With this information, researchers can look for similarities and differences in genetic data, or identify where chunks of data are missing or moved around. Ultimately, from thousands of genes, they identified differences in eight genes that, collectively, seem to separate dogs that did well on the chemotherapy from those that did poorly.
The researchers hope study results will help better predict which dogs will respond to the CHOP treatment.
Wood has used bioinformatics in a number of studies, most recently in a collaboration with Wellcome Sanger Institute in the United Kingdom in the first ever cross-species DNA sequencing study to compare cancer genomes across human, canine and equine tumours. The tri-species study was designed to pinpoint key genes that are mutated in mucosal melanoma, a rare subtype in humans that is much more common in dogs, which can occur in non-skin locations such as nasal passages and mouth. The researchers sequenced the genomes of mucosal melanoma tumours from 46 humans, 65 dogs and 28 horses. Numerous canine and equine samples were provided by Wood and the Companion Animal Tumour Sample Bank, part of the Institute for Comparative Cancer Investigation at the University of Guelph.
“From a bioinformatic point of view it is meaningful to look at cancer genetics across species,” says Wood, “the differences and similarities can inform biology. Finding mutations that are common across species can help determine the most biologically relevant drug targets.”
The advanced availability of DNA sequencing is also impacting disease informatics, allowing researchers to sequence the entire genomes of both bacteria and the host animals they target to better understand when disease may occur.

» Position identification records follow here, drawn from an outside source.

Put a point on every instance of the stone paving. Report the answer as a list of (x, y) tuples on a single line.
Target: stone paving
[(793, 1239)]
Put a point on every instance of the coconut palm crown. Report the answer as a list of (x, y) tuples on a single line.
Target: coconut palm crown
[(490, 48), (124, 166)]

Lots of animals may carry a pathogen but whether or not disease occurs depends on a number of factors – the pathogen, the animal host and the environment which together make up the disease triangle, says Nicole Ricker, a professor in pathogenomics and disease informatics at OVC. The microbiome, a collection of bacteria, viruses and other microorganisms that live in and on our bodies, is impacted by all three, she adds.
“We can look at a particular pathogen’s genomics and compare it to the genomics of the host animal and the microbiome so we can see which animals get disease versus which animals carry a pathogen but don’t show any evidence of disease,” says Ricker. Environmental factors, such as how many animals are housed together or if the host animal received antibiotics, are also important.

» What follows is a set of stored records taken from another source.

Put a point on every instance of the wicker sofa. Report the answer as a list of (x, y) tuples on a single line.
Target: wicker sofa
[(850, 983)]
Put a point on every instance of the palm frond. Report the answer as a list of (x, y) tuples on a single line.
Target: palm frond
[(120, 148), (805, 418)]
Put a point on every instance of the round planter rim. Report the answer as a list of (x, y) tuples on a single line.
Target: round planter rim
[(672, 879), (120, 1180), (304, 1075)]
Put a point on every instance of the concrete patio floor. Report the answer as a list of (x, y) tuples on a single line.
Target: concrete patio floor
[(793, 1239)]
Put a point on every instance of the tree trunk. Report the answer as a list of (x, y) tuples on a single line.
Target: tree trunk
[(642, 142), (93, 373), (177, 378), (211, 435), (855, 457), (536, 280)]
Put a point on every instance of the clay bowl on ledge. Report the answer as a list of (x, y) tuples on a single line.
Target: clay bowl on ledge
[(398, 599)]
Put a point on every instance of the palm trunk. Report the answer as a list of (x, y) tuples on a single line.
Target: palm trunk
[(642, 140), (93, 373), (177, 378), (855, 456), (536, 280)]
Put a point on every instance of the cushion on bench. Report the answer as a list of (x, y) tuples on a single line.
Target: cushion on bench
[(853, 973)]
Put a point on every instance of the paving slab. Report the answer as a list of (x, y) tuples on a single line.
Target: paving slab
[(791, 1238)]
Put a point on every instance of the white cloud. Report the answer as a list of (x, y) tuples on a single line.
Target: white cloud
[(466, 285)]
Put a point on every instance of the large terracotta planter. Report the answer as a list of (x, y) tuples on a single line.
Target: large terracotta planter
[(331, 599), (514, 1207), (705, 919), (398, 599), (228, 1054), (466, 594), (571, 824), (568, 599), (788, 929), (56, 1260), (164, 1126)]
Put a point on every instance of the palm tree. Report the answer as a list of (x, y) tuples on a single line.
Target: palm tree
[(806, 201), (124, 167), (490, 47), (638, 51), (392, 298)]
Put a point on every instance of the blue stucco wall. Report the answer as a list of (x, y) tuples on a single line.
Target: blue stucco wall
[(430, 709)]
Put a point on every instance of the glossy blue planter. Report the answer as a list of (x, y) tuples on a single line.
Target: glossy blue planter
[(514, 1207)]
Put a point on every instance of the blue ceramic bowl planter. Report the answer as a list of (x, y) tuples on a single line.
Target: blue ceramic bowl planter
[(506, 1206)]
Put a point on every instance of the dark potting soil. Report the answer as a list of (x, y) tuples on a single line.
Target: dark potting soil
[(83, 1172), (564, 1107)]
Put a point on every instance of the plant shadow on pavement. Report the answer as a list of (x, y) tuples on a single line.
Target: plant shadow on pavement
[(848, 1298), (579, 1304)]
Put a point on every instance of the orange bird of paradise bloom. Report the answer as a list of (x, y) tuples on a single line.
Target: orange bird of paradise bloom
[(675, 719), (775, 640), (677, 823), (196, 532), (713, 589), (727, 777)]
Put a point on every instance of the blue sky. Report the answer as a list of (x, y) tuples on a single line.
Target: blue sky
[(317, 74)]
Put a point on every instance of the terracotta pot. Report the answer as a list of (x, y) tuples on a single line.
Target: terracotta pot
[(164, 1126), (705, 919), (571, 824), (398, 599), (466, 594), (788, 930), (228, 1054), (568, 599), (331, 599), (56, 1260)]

“Disease informatics brings all this information together to understand when a pathogen is going to be able to be successful and helps researchers identify ways to combat disease,” says Ricker.

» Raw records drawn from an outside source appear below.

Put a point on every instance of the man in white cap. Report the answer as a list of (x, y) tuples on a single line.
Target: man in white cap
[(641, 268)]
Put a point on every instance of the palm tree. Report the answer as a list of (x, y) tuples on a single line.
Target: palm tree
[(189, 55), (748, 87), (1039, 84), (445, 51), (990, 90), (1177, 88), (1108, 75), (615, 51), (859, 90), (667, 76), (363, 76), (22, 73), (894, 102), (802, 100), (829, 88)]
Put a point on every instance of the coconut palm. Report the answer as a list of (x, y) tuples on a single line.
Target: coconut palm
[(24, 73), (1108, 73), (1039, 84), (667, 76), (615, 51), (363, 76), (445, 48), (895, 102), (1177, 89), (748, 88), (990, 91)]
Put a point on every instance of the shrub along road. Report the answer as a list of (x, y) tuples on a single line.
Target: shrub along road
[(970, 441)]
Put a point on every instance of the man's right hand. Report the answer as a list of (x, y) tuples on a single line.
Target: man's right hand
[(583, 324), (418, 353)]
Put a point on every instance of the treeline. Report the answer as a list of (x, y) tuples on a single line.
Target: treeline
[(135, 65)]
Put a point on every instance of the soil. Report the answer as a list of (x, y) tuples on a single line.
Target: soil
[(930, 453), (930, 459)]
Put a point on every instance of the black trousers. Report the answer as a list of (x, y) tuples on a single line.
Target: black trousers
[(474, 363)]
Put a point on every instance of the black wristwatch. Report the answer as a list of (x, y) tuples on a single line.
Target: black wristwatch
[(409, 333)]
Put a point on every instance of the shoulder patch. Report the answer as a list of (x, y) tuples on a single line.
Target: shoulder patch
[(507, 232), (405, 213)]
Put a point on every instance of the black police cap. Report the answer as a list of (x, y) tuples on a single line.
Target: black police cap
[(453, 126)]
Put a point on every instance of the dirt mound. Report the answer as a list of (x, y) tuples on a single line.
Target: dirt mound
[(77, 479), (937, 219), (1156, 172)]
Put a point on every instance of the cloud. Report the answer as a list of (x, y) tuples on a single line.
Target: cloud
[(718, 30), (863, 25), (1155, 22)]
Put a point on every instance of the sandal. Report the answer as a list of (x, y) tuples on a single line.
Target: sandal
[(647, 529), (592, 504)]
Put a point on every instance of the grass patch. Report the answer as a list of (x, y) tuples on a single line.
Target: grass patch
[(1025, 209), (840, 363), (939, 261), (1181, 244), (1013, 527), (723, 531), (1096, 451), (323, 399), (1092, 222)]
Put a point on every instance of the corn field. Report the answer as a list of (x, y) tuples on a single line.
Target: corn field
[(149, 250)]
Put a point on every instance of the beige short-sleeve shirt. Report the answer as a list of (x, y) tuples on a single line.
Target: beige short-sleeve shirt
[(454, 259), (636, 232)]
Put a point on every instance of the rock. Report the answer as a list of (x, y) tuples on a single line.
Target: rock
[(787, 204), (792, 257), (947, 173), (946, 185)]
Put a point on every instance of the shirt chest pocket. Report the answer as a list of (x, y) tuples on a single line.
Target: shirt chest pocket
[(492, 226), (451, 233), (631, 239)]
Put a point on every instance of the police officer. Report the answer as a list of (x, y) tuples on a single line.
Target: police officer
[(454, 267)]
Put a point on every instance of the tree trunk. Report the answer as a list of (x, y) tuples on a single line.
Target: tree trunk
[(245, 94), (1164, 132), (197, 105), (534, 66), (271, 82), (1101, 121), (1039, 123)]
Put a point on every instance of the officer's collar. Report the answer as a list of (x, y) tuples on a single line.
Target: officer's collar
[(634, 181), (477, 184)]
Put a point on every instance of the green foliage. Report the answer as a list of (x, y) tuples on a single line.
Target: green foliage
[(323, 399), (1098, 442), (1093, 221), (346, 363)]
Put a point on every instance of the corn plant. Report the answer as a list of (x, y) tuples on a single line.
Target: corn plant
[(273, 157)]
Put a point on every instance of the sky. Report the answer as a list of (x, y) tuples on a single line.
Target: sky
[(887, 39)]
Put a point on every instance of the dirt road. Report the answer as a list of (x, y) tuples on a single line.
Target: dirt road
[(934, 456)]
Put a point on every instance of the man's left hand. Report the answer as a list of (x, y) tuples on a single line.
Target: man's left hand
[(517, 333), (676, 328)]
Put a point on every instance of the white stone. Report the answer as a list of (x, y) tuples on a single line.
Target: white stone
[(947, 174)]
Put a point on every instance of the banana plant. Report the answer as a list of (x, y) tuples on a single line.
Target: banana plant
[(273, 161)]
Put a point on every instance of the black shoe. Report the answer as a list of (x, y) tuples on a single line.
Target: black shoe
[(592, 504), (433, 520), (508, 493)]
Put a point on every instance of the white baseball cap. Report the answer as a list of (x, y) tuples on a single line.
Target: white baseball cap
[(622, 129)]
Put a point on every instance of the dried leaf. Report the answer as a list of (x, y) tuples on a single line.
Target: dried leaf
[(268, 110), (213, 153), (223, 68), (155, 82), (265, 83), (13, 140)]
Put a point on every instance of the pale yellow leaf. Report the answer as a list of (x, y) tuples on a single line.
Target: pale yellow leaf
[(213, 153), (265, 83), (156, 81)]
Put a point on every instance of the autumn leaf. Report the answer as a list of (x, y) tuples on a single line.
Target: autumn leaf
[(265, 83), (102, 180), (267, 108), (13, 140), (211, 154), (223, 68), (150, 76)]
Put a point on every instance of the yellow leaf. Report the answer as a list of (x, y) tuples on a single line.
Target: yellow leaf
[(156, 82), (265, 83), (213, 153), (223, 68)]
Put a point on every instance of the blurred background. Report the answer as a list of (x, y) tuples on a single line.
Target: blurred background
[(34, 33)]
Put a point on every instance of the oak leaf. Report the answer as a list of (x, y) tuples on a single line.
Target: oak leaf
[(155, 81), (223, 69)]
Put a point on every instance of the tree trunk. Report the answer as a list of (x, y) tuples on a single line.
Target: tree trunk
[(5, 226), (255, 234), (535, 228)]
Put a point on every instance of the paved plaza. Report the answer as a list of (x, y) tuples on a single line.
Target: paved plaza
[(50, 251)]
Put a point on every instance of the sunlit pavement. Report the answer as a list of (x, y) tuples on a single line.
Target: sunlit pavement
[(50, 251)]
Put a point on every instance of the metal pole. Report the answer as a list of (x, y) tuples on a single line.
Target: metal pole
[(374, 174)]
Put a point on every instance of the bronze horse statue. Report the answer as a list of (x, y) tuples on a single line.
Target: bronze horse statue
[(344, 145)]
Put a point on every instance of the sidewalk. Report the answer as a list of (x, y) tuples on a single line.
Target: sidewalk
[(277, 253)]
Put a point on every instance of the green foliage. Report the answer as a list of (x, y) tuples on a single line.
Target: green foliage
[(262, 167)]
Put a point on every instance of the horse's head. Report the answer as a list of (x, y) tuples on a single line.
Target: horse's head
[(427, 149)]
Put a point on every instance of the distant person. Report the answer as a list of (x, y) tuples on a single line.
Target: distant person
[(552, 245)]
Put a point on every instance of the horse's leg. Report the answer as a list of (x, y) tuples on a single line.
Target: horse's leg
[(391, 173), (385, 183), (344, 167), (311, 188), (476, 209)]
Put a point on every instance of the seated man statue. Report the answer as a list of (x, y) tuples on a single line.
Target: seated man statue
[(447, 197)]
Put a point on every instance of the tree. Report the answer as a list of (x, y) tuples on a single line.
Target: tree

INFORMATICS FOR BETTER HEALTH
The wide variety of data sources available also can enhance preventative medicine.
Health informatics is relatively new territory for veterinary medicine, but offers immense opportunities for veterinarians to offer new services to pets and their families, managing chronic diseases such as obesity, says Bernardo, IDEXX Chair in Emerging Technologies and Bond Centered Animal Healthcare.
She points to weight management for companion animals as an up-and-coming area with activity monitors for pets gathering information, similar to their human companions’ fitbits.
She envisions a future where pet owners can access an interactive app with a dashboard holding historical data about their pet, such as genomic and microbiome data, which will aid their veterinarians in defining diagnosis and treatment, as well as preventative approaches.
Adds Bernardo: “I think this is going to change the nature of what veterinarians do and presents new possibilities for them to offer a preventative medicine approach and ongoing coaching over the life of the pet.”